Let’s say it plainly: a patient filled with mycotoxins is a patient under siege. Their immune system is distracted, their inflammatory markers are elevated, and their cellular machinery is under oxidative assault. That is not the state you want a patient to be in when you’re trying to initiate remission, reduce inflammation and help the body return to an optimum level of healing.
Beyond the relevance of Mycotoxins:
My theory – the Cell Suppression Theory – goes one step further than the discussion above.
It proposes that fungal pathogens don’t merely contribute to cancer through their toxins – they may actually cause cancer by hijacking intracellular metabolism. In this model, the fungal pathogen enters the cell, triggers the Warburg effect as part of a coordinated Cell Danger Response, suppresses apoptosis, and manipulates the immune landscape to ensure its survival – all of which happen to mirror cancer's defining traits.
This theory not only accounts for the presence of mycotoxins but explains the deeper biological rationale for why fungal elements are so consistently present in cancer biology. It ties together metabolism, immune evasion, apoptosis suppression, and more into a unified model that the Somatic Mutation Theory (established genetic theory of cancer) has continually failed to offer.
Conclusion: It’s Time to Pay Attention
If you take nothing else from this article, take this:
You don’t need to believe that fungi cause cancer to understand that mycotoxins can significantly contribute to the conditions that allow it to take hold.

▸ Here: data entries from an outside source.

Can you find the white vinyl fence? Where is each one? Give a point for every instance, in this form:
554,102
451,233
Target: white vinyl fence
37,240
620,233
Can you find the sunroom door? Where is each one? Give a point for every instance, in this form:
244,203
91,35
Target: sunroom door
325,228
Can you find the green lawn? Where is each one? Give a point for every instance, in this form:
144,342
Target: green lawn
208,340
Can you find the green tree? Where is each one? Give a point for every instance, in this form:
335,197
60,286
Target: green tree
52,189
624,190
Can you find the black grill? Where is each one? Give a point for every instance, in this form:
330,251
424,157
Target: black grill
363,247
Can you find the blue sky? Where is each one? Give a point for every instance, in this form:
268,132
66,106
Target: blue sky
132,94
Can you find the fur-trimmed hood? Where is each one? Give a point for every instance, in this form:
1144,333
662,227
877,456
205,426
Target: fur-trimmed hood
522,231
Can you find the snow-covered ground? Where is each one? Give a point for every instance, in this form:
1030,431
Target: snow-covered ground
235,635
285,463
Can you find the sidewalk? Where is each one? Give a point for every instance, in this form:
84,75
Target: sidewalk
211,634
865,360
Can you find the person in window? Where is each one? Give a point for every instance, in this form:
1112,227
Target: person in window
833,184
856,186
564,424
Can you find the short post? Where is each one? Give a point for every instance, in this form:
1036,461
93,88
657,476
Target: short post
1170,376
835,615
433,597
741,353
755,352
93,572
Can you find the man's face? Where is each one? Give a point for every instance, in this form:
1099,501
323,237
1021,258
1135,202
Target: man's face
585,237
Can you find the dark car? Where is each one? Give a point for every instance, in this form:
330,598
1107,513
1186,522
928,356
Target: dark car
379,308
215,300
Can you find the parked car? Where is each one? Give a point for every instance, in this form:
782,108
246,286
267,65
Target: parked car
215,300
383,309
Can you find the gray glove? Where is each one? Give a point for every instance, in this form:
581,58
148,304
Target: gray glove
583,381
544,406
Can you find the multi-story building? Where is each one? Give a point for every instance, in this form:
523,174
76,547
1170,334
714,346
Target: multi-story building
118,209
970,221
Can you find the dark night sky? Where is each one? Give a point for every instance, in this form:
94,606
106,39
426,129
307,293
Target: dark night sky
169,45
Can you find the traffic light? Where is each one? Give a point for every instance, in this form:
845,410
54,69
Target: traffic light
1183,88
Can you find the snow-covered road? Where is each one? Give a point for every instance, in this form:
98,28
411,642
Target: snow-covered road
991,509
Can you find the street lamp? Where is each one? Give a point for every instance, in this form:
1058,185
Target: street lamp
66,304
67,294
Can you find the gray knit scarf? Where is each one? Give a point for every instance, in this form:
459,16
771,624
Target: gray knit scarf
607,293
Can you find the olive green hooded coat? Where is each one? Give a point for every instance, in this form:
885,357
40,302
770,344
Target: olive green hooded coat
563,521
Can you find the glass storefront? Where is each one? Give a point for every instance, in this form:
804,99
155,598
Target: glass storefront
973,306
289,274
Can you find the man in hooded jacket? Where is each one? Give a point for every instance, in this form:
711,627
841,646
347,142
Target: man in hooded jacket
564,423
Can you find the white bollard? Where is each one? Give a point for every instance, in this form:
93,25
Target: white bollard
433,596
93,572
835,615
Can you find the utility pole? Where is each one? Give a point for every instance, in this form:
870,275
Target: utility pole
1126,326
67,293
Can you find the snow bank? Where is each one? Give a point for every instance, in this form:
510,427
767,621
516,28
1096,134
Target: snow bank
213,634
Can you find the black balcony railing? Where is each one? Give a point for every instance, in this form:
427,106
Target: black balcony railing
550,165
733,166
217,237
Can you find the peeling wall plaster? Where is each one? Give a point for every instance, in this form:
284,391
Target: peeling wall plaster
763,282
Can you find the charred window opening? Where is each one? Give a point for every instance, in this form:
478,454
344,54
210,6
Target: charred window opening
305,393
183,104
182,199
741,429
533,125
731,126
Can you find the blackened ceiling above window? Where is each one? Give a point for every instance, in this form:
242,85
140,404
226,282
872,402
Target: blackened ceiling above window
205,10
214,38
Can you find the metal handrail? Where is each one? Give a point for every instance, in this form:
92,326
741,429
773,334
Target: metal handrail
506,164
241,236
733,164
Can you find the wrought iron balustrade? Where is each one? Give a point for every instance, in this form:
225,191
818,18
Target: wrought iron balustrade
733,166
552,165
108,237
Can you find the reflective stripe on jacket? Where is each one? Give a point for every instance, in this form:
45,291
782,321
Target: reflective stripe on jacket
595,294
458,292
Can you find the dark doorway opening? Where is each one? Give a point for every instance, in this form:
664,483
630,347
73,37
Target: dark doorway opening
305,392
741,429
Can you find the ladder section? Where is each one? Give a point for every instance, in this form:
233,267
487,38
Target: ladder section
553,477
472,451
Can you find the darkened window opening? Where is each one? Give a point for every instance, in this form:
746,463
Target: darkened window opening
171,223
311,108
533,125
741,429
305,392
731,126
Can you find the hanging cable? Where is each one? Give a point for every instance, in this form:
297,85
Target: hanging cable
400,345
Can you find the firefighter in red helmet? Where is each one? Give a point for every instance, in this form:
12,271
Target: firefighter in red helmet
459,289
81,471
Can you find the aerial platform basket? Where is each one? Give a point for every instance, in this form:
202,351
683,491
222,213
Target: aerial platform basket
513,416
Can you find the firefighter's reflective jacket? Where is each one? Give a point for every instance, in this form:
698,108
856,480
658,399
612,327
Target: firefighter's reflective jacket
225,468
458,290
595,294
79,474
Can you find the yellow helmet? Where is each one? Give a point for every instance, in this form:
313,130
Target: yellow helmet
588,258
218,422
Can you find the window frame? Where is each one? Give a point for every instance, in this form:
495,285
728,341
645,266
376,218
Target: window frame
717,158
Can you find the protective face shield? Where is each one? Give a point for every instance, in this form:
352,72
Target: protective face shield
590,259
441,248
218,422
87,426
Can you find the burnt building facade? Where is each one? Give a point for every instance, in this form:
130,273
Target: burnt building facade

We have overwhelming evidence that mycotoxins are toxic, immunosuppressive, and pro-inflammatory. We have increasing evidence that fungi are found within cancer tissue. We have decades of patient cases, overlooked biomarkers, and failed treatments that all whisper the same truth: We are missing something.
And maybe that something isn’t genetic. Maybe it’s fungal.
At the very least, fungal involvement in cancer should be at the forefront of any strategy to combat the disease – if not because of their possible role in its origin, then because of their toxic, inflammatory, and immune-disabling by-products that could be quietly sabotaging treatment outcomes.
And in light of the growing evidence supporting the Cell Suppression Theory, perhaps it's time we gave the fungal connection the serious attention it deserves.
I've read your book. Powerful info! I started reading about cancer their when my sister in law was dx with breast cancer mets to lymph and spine. Became familiar with Warburg effect and Dr Seyfried metabolism theory. After reading your research I really feel like so much progress of knowledge has been made.
Have you followed any of Italian Dr. Tullio Simoncini's suppositions and procedures? His claimed success was attacked by his peers, but with dramatic testimonies, still should be considered.